[Event] Silicon Valley Imperialism: Techno Fantasies and Frictions in Postsocialist Times
Time: May 22nd | 5:15 pm (CEST)
Location: Zoom
Registration: Link
In this talk, modeled upon themes from their book Silicon Valley Imperialism: Techno Fantasies and Frictions in Postsocialist Times, Erin McElroy maps the processes of gentrification, racial dispossession, and economic predation that drove the development of Silicon Valley in the San Francisco Bay Area and how that logic has become manifest in postsocialist Romania. Drawing on ethnographic fieldwork and archival research in Romania and the United States, McElroy exposes the mechanisms through which the appeal of Silicon Valley techno-capitalism devours space and societies, displaces residents, and reproduces imperial materialities. This talk brings a critical and intersectional perspective to the tech industry's impact on the worlds in which we inhabit, including in the technofascist present. McElroy confront difficult questions about the alignment of liberal and fascist ideologies in today's anti-communist climate, offering an original examination of how techno-imperial expansion operates. At the same time, McElroy accounts for the ways that organizers and artists resist Silicon Valley capitalist logics to establish more just social formations—helping materialize the unbecoming of Silicon Valley.
Erin McElroy is an Assistant Professor in the Department of Geography at the University of Washington, where their work focuses on gentrification, technology, empire, and racial capitalism, alongside housing justice organizing and transnational solidarities. Erin is cofounder of the Anti-Eviction Mapping Project, directs Landlord Tech Watch, and is coeditor of Counterpoints: A San Francisco Bay Area Atlas of Displacement and Resistance.
The event is part of the workshop "Silicon Landscapes. Imaginations, Materialities, and (Geo-)Politics of a Raw Material" that explores diverse 'silicon landscapes'—from the Californian valleys and Eastern Europe to Eastern Germany and the Austrian Alps.
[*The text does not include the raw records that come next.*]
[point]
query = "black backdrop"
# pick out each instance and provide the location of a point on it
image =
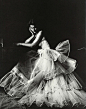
(59, 20)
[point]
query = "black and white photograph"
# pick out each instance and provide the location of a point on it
(42, 54)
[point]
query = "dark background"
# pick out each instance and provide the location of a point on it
(59, 20)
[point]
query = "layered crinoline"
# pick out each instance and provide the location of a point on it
(50, 80)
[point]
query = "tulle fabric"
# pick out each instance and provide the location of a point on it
(49, 79)
(59, 87)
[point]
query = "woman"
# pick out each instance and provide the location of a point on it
(52, 80)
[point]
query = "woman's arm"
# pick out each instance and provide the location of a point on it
(38, 36)
(29, 39)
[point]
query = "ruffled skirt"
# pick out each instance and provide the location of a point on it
(51, 83)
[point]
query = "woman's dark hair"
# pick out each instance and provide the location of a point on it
(31, 22)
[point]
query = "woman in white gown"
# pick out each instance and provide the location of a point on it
(52, 81)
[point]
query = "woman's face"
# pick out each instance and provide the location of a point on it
(32, 29)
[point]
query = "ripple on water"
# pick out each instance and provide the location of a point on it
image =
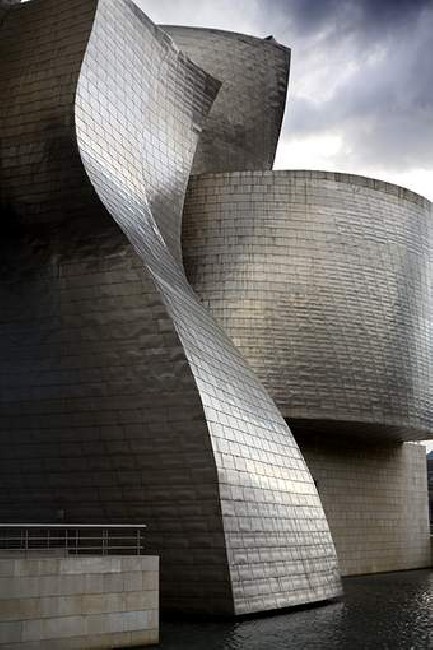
(392, 611)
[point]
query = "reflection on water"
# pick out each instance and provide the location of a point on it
(388, 611)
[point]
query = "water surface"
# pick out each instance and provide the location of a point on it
(392, 611)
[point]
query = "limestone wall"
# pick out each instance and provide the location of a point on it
(79, 602)
(375, 498)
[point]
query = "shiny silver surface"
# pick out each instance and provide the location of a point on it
(122, 399)
(242, 129)
(324, 283)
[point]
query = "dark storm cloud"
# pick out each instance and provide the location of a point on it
(358, 15)
(383, 108)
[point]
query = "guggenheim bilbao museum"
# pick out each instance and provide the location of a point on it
(239, 358)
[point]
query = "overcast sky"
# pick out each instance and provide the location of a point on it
(361, 84)
(361, 87)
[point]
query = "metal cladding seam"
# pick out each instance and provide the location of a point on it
(274, 523)
(243, 126)
(121, 400)
(323, 282)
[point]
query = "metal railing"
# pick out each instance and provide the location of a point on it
(72, 539)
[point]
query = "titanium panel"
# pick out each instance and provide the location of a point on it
(324, 283)
(122, 399)
(244, 123)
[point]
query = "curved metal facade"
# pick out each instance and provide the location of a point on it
(323, 282)
(244, 123)
(122, 399)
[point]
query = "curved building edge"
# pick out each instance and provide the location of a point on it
(323, 281)
(243, 126)
(106, 436)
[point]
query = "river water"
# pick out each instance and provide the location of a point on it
(392, 611)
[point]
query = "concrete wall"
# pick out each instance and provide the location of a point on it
(79, 602)
(375, 498)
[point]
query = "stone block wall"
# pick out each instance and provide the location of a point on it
(374, 497)
(79, 602)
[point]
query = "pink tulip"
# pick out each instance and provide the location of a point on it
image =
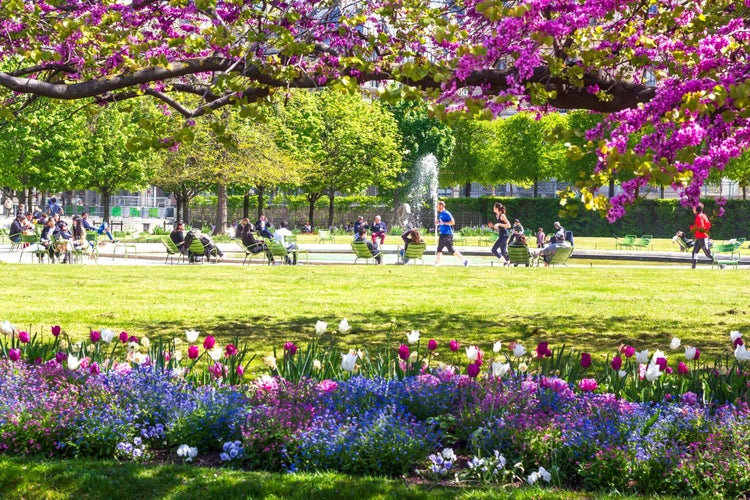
(616, 363)
(193, 352)
(585, 360)
(403, 352)
(209, 342)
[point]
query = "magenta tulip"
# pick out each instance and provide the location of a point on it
(193, 352)
(403, 352)
(585, 360)
(616, 363)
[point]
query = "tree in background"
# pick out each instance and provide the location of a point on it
(347, 142)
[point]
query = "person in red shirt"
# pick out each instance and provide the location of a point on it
(700, 228)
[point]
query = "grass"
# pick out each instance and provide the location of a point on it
(95, 479)
(589, 308)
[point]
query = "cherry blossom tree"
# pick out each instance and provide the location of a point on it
(676, 72)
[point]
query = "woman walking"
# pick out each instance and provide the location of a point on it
(500, 248)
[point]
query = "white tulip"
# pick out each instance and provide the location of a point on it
(413, 337)
(344, 326)
(107, 335)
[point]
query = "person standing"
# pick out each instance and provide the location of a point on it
(445, 223)
(500, 248)
(700, 227)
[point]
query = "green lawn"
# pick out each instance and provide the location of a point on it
(590, 308)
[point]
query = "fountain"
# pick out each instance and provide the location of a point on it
(422, 190)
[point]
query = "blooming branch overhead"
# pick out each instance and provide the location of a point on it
(673, 76)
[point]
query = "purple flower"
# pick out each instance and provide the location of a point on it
(542, 350)
(209, 342)
(585, 360)
(682, 368)
(588, 385)
(662, 362)
(616, 363)
(403, 352)
(193, 352)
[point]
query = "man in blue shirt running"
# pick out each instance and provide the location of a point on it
(444, 224)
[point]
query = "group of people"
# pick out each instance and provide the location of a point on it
(514, 234)
(56, 236)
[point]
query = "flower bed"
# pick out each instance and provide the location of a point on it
(544, 417)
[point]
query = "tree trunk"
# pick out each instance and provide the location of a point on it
(261, 190)
(105, 204)
(330, 208)
(246, 205)
(221, 208)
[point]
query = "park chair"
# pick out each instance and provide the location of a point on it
(725, 254)
(560, 257)
(361, 251)
(172, 250)
(197, 251)
(252, 251)
(519, 254)
(278, 249)
(644, 242)
(488, 238)
(414, 252)
(626, 242)
(32, 247)
(297, 250)
(325, 235)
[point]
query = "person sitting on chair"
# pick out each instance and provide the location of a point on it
(378, 230)
(246, 230)
(373, 247)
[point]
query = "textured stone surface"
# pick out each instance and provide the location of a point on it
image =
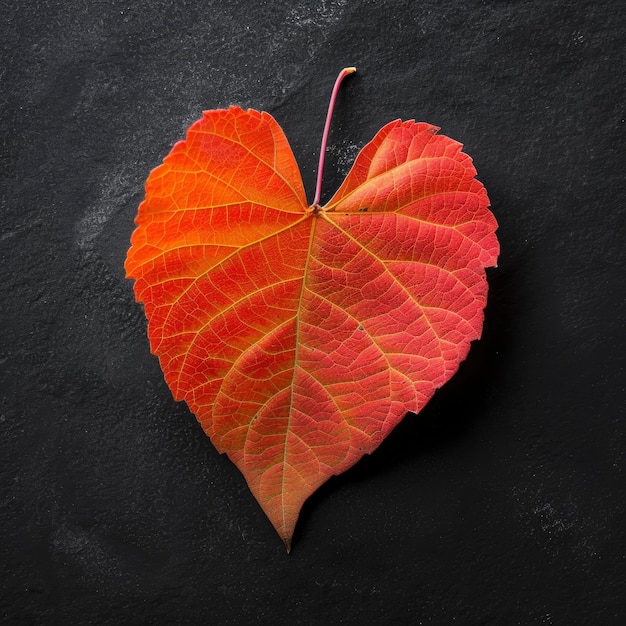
(502, 502)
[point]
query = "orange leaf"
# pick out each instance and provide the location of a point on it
(301, 335)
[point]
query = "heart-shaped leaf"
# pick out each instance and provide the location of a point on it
(301, 335)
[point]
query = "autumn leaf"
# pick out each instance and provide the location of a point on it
(300, 335)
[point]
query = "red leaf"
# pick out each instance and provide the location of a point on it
(301, 335)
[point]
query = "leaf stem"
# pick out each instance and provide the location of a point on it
(320, 169)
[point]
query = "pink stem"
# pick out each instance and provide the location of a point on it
(320, 169)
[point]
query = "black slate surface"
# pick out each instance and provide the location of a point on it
(503, 502)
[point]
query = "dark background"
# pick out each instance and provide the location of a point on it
(503, 502)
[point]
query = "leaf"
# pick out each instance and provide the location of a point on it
(301, 335)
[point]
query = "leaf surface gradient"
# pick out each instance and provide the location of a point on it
(301, 335)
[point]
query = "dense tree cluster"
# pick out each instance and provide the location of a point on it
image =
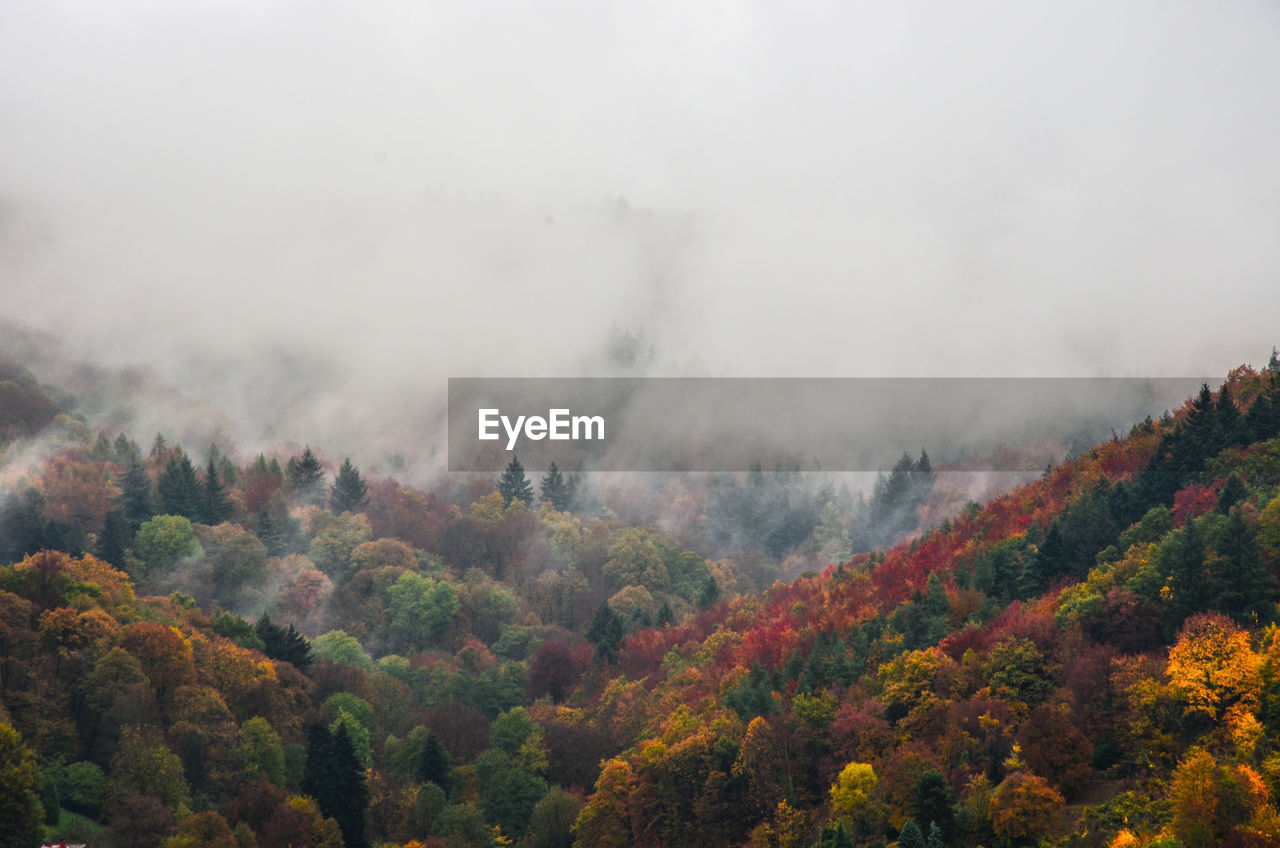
(279, 651)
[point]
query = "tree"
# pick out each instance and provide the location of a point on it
(513, 484)
(136, 495)
(851, 796)
(214, 507)
(350, 491)
(932, 801)
(910, 835)
(161, 542)
(305, 478)
(263, 748)
(1024, 807)
(1212, 666)
(179, 489)
(284, 643)
(21, 810)
(552, 823)
(556, 489)
(334, 778)
(421, 609)
(606, 633)
(434, 764)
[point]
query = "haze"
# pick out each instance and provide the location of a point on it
(307, 215)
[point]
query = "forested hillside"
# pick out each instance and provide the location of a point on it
(204, 648)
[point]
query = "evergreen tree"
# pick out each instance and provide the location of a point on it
(179, 489)
(513, 484)
(434, 765)
(136, 495)
(115, 538)
(1243, 587)
(348, 491)
(910, 835)
(336, 779)
(306, 478)
(606, 633)
(709, 593)
(1182, 556)
(932, 801)
(284, 643)
(556, 489)
(214, 506)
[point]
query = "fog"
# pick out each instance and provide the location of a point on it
(292, 222)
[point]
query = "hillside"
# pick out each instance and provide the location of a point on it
(283, 651)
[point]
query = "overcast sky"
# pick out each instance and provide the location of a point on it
(391, 194)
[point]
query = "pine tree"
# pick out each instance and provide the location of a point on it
(1243, 587)
(336, 779)
(606, 633)
(179, 489)
(513, 484)
(348, 491)
(115, 538)
(434, 765)
(284, 643)
(136, 495)
(556, 489)
(214, 506)
(910, 835)
(306, 478)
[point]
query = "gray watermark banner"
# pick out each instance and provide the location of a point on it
(830, 424)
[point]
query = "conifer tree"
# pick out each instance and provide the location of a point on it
(306, 478)
(336, 779)
(348, 489)
(179, 489)
(606, 633)
(435, 765)
(556, 489)
(136, 495)
(513, 484)
(214, 505)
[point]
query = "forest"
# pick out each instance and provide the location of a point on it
(204, 648)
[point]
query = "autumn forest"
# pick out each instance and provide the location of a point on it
(205, 648)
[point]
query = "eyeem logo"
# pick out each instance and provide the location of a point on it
(560, 425)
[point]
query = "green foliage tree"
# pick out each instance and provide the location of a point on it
(556, 489)
(263, 748)
(21, 779)
(513, 484)
(214, 506)
(910, 835)
(350, 491)
(136, 495)
(552, 821)
(434, 764)
(932, 801)
(283, 643)
(161, 542)
(336, 780)
(421, 609)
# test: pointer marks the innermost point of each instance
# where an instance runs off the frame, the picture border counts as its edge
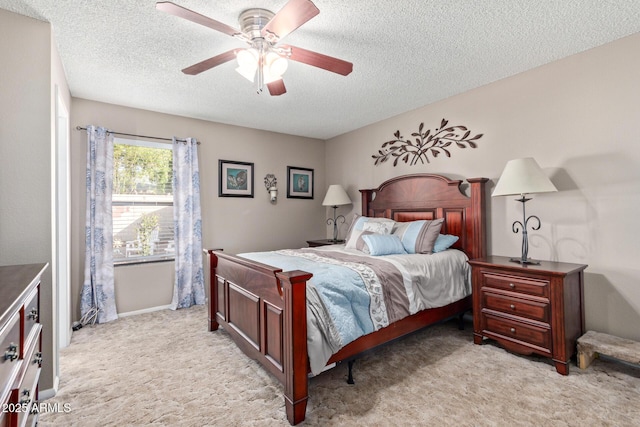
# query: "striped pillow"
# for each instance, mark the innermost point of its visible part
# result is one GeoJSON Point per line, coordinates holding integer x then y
{"type": "Point", "coordinates": [418, 237]}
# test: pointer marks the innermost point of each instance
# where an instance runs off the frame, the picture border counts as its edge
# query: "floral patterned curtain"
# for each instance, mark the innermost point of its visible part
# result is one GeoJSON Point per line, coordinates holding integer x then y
{"type": "Point", "coordinates": [98, 303]}
{"type": "Point", "coordinates": [189, 281]}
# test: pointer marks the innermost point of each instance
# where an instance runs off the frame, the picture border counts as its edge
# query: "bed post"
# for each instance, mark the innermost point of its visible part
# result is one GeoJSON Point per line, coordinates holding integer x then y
{"type": "Point", "coordinates": [212, 260]}
{"type": "Point", "coordinates": [296, 385]}
{"type": "Point", "coordinates": [478, 213]}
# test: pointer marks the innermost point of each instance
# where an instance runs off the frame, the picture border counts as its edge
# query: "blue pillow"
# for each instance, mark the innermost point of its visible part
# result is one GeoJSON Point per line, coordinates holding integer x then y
{"type": "Point", "coordinates": [444, 242]}
{"type": "Point", "coordinates": [418, 237]}
{"type": "Point", "coordinates": [383, 244]}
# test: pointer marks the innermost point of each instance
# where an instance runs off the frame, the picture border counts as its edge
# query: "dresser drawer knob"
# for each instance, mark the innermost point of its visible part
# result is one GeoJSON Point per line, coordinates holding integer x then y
{"type": "Point", "coordinates": [12, 353]}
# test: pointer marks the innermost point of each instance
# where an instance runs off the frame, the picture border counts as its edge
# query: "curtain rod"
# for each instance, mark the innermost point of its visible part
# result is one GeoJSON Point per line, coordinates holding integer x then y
{"type": "Point", "coordinates": [139, 136]}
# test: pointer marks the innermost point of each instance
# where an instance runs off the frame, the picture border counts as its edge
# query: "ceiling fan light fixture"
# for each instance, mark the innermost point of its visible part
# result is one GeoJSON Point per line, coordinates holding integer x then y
{"type": "Point", "coordinates": [247, 63]}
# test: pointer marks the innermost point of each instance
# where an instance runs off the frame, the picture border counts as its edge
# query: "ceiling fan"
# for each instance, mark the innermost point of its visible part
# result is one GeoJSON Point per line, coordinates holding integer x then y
{"type": "Point", "coordinates": [265, 60]}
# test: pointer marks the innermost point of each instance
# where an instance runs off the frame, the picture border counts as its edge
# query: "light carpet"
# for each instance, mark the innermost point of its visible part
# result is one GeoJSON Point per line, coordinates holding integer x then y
{"type": "Point", "coordinates": [165, 368]}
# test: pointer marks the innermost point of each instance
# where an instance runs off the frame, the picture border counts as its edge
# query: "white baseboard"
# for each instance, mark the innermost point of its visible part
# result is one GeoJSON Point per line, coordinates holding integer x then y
{"type": "Point", "coordinates": [145, 310]}
{"type": "Point", "coordinates": [50, 392]}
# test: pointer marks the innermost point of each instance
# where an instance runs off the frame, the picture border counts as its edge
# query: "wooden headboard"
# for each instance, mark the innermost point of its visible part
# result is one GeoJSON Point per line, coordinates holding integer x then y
{"type": "Point", "coordinates": [428, 196]}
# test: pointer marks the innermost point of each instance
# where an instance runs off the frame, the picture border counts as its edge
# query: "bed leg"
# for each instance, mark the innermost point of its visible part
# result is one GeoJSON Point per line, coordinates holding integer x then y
{"type": "Point", "coordinates": [350, 377]}
{"type": "Point", "coordinates": [461, 321]}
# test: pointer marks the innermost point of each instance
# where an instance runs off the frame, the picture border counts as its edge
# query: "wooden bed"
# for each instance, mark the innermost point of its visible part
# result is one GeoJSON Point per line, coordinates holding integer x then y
{"type": "Point", "coordinates": [264, 308]}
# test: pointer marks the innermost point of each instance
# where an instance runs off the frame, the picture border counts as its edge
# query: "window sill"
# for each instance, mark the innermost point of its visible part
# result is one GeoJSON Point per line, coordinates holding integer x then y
{"type": "Point", "coordinates": [146, 260]}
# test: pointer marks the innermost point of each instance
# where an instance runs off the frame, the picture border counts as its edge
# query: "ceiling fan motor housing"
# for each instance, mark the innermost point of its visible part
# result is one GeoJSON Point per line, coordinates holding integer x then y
{"type": "Point", "coordinates": [252, 21]}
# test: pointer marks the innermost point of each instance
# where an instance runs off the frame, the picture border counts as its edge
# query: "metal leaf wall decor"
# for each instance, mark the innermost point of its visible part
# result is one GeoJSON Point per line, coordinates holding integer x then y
{"type": "Point", "coordinates": [423, 144]}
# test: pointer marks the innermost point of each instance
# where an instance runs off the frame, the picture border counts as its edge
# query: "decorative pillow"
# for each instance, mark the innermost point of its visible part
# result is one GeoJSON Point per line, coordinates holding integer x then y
{"type": "Point", "coordinates": [383, 244]}
{"type": "Point", "coordinates": [418, 237]}
{"type": "Point", "coordinates": [356, 228]}
{"type": "Point", "coordinates": [380, 227]}
{"type": "Point", "coordinates": [361, 245]}
{"type": "Point", "coordinates": [444, 242]}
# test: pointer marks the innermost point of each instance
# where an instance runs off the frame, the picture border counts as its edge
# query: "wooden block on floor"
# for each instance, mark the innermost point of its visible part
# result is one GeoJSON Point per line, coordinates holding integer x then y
{"type": "Point", "coordinates": [592, 344]}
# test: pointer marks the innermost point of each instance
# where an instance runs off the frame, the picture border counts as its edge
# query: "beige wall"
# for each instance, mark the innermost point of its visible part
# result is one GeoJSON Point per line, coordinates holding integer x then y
{"type": "Point", "coordinates": [235, 224]}
{"type": "Point", "coordinates": [580, 119]}
{"type": "Point", "coordinates": [25, 150]}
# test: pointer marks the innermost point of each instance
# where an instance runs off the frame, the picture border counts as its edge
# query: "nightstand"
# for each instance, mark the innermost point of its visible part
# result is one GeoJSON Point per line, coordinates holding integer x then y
{"type": "Point", "coordinates": [323, 242]}
{"type": "Point", "coordinates": [531, 308]}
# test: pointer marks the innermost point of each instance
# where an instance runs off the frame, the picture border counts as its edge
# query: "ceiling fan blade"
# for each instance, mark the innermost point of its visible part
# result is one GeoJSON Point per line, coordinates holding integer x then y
{"type": "Point", "coordinates": [319, 60]}
{"type": "Point", "coordinates": [210, 63]}
{"type": "Point", "coordinates": [174, 9]}
{"type": "Point", "coordinates": [290, 17]}
{"type": "Point", "coordinates": [277, 88]}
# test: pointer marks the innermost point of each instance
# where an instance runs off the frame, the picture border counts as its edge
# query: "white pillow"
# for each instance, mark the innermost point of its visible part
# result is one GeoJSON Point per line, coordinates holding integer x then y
{"type": "Point", "coordinates": [356, 228]}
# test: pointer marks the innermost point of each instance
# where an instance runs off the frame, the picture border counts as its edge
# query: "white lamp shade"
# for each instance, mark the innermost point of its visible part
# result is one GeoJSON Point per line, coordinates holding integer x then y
{"type": "Point", "coordinates": [336, 196]}
{"type": "Point", "coordinates": [522, 176]}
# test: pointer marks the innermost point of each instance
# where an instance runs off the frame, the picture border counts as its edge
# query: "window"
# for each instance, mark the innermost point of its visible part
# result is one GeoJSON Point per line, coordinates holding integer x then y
{"type": "Point", "coordinates": [142, 202]}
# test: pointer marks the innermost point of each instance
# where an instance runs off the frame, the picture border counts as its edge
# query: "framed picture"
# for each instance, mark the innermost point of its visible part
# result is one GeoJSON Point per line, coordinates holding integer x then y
{"type": "Point", "coordinates": [299, 183]}
{"type": "Point", "coordinates": [235, 179]}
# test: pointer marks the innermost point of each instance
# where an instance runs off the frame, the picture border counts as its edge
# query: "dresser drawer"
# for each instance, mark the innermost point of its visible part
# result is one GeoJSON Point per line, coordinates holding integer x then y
{"type": "Point", "coordinates": [538, 336]}
{"type": "Point", "coordinates": [531, 309]}
{"type": "Point", "coordinates": [518, 284]}
{"type": "Point", "coordinates": [9, 353]}
{"type": "Point", "coordinates": [31, 313]}
{"type": "Point", "coordinates": [25, 392]}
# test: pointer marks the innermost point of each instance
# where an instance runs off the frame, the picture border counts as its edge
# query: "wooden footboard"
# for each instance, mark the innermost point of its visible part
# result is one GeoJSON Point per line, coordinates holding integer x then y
{"type": "Point", "coordinates": [264, 311]}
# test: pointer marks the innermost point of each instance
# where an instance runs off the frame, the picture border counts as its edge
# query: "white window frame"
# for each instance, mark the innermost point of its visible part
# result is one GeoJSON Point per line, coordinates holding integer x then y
{"type": "Point", "coordinates": [166, 254]}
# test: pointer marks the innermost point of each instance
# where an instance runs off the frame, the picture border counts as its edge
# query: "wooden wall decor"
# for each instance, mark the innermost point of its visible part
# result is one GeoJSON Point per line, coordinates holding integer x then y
{"type": "Point", "coordinates": [425, 143]}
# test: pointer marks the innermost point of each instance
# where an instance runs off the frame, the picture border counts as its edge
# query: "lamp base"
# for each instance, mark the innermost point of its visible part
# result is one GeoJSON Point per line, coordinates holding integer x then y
{"type": "Point", "coordinates": [527, 261]}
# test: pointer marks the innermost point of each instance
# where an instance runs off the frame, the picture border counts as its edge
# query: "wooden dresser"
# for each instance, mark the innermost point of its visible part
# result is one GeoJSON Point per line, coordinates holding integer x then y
{"type": "Point", "coordinates": [20, 343]}
{"type": "Point", "coordinates": [529, 309]}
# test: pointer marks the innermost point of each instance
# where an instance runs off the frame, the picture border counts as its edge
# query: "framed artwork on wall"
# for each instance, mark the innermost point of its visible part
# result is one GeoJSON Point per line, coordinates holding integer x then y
{"type": "Point", "coordinates": [235, 179]}
{"type": "Point", "coordinates": [299, 183]}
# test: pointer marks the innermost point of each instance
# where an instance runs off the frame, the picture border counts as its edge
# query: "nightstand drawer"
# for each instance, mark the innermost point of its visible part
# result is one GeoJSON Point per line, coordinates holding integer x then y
{"type": "Point", "coordinates": [526, 333]}
{"type": "Point", "coordinates": [536, 310]}
{"type": "Point", "coordinates": [516, 284]}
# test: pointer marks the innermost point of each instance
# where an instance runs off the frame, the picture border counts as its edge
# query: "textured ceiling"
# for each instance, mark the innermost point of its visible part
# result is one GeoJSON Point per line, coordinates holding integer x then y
{"type": "Point", "coordinates": [406, 54]}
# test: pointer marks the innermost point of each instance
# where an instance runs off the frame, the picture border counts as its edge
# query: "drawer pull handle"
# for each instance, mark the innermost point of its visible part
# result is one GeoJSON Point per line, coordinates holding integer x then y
{"type": "Point", "coordinates": [12, 353]}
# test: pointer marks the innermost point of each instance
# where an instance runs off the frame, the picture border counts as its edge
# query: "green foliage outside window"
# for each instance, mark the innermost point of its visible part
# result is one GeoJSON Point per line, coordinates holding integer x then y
{"type": "Point", "coordinates": [145, 227]}
{"type": "Point", "coordinates": [141, 170]}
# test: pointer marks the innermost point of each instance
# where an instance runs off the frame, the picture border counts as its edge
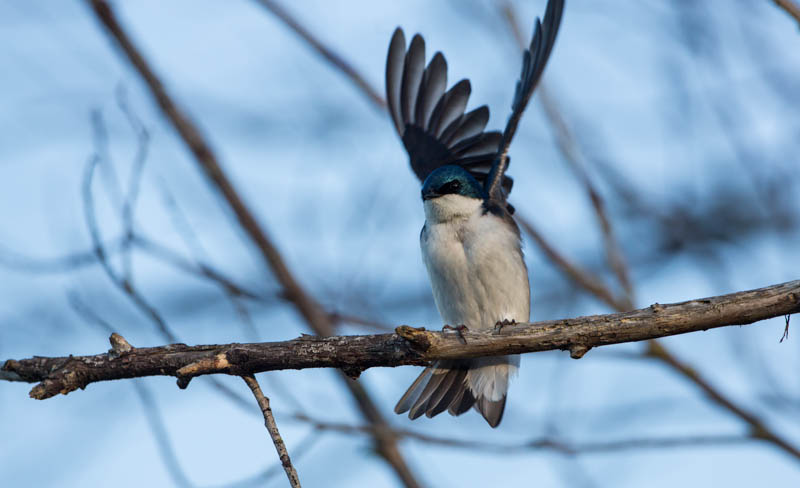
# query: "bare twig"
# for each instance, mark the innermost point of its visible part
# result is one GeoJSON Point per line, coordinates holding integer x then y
{"type": "Point", "coordinates": [655, 350]}
{"type": "Point", "coordinates": [408, 345]}
{"type": "Point", "coordinates": [790, 7]}
{"type": "Point", "coordinates": [548, 443]}
{"type": "Point", "coordinates": [326, 52]}
{"type": "Point", "coordinates": [272, 428]}
{"type": "Point", "coordinates": [309, 309]}
{"type": "Point", "coordinates": [134, 182]}
{"type": "Point", "coordinates": [570, 151]}
{"type": "Point", "coordinates": [758, 429]}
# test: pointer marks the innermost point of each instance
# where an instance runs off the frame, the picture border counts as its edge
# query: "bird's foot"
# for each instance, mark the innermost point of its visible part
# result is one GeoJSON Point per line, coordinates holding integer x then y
{"type": "Point", "coordinates": [459, 330]}
{"type": "Point", "coordinates": [502, 323]}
Hosted and introduced by Moritz Altenried, Alexander Harder and Mira Wallis (Institute for European Ethnology, IfEE, Humboldt University of Berlin), organized in cooperation with the research lab "Culture, Society and the Digital" (IfEE), the project “SoLiXG: The Social Life of XG. Digital infrastructures and the reconfiguration of sovereignty and imagined communities”, and the Berlin Institute for Migration Research (BIM).